Week 4: Average,SD, and Normal Approximation

Conceptual Homework

Read FPP, chapter 4, and do the assigned exercises.

Read my notes on measures of location and scale. They review some of the material from FPP, but also cover other single-number summaries and computation. Update: Be sure to notice the group_by() and summarize() functions in the notes and please reproduce the examples in the notes. These are critical for the computational homework below. You might find these two lecture videos helpful: (1) a video describing how group_by() and summarize() work and (2). a video with a live coding example of group_by() and summarize().

Read FPP, chapter 5, and do the assigned exercises.

Read and review my notes on the normal curve, which has a few more mathematical and computational details. Do the review exercise at the end that asks about the extremity of Congressional leadership. Here’s a PDF version that might be more readable.

Make sure to turn in three things:

The assigned review exercises from ch. 4 of FPP.
The assigned review exercises from ch. 5 of FPP.
The leadership extremity exercise.

Computational Homework

Starting this week, I’m giving you a lot of flexibility on the computational assignments. Your task this week: learn something interesting from your data using the conceptual and computational tools we learned in class (i.e., measures of location and scale).

conceptual tools: average, SD, median, IQR, MAD, and related quantities capturing location and scale.
computational tools: group_by() and summarize() and misc. geoms such as geom_line().

You will do a simple data analysis and write a short paper summarizing your results. Feel free to use additional tools in your toolbox, such as histograms and data wrangling, or learn new tools as needed, but you must feature some of the tools we learned this week.

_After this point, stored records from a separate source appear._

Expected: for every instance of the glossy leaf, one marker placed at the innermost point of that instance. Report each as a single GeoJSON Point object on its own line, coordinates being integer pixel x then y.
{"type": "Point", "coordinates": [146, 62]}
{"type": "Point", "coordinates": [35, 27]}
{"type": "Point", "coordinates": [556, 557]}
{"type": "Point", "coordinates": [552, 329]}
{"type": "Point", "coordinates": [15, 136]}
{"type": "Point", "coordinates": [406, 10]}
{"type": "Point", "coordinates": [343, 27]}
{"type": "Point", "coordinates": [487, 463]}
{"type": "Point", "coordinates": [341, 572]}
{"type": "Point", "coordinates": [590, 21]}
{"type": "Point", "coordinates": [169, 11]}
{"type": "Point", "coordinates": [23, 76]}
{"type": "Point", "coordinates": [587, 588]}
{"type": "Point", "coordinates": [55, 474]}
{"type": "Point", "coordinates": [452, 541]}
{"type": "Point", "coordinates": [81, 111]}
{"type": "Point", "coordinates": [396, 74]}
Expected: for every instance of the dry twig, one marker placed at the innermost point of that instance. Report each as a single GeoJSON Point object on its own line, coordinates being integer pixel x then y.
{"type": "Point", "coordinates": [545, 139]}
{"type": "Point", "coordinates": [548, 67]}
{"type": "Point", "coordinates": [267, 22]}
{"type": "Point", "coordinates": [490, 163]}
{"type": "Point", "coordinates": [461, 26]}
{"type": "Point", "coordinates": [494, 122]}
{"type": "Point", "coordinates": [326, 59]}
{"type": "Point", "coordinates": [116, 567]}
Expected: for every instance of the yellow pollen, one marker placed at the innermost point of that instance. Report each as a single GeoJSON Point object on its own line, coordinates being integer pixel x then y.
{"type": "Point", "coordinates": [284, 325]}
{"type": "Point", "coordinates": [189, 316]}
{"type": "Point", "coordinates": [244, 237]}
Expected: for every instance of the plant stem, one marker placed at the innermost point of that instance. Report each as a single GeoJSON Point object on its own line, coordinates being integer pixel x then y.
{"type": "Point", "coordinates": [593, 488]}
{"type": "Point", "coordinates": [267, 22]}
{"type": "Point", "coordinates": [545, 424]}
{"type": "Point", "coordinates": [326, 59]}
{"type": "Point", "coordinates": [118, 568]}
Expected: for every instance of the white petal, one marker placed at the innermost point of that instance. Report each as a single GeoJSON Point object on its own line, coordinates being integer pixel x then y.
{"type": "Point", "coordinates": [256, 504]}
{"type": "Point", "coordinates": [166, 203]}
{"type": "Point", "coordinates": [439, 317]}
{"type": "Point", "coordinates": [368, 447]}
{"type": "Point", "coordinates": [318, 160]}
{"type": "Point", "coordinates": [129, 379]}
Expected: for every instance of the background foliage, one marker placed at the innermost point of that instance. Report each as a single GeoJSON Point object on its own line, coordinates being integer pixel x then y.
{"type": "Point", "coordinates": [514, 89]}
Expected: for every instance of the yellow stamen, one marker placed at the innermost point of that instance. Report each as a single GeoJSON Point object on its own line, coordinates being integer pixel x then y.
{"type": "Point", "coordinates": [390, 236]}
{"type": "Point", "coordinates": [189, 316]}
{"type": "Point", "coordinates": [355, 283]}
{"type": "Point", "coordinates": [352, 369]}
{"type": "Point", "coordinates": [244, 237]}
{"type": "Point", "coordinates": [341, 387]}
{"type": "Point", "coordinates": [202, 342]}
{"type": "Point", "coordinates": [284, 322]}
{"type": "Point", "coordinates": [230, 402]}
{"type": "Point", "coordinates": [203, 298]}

IMPORTANT: As you work through the steps below, feel free to copy files over from previous weeks’ assignments.

Prepare.
1. Open RStudio and start a new RStudio Project called hw04 and initialize git.
2. Open GitHub Desktop, add the local repo hw04-first-last, and publish the initial files up to GitHub as a part of the pos5737 organization.
3. Create a data/, doc/, and R/, subdirectories of hw04.
4. Save the raw version of your data set to data/.
Wrangle, summarize, and plot. In thoroughly commented R scripts, do the following:
1. Wrangle the data into a clean, tidy data frame. You should have already done most or all of this work, but continue to make improvements as you see the opportunity or need.
2. Compute conceptually/theoretically/normatively meaningful summaries of the location (average, median) and/or dispersion (SD, IQR, MAD) for conceptually/theoretically/normatively meaningful subgroups (men/women, 7-point party identification, democracy/autocracy, etc.).
3. Plot the summaries. Make it easy for the reader to see the relevant comparisons. Experiment to find the best way to compare the groups of interest. You might use lines, colors, sizes, location, facets, and so forth. Focus first on find an approach that makes the comparisons easy. Then worry about the cosmetics.
4. Create a nicely formatted table of the averages (and/or SDs, medians, IQRs, MADs, etc.). a You might find the the kableExtra package. Note that you might need to wrangle the summaries into a more appropriate structure for tables, especially using tidyr::pivot_wider(). a I like to save tables as a separate .tex file and \input{} it into the LaTeX manuscript (you probably need \usepackage{float} and \usepackage{booktabs} at the top of your .tex manuscript). The tables repo contains an example R script that makes a table and a LaTeX document that \input{}s the table. (There are tutorials for Word, if you prefer that.)
Write a short paper explaining your results.. You may use LaTeX (recommended), Microsoft Word, or whatever you like to compose the document, but please include the PDF and keep it synced with the .tex or .docx source file. You should organize your work following the standard political science format, but please cover the following at some point.
1. Write enough so that your reader understands how to interpret the key figure(s) and table(s).
2. Spend some time explaining why someone should care about your point. (In my experience, this is both the hardest and most valuable part of a paper.)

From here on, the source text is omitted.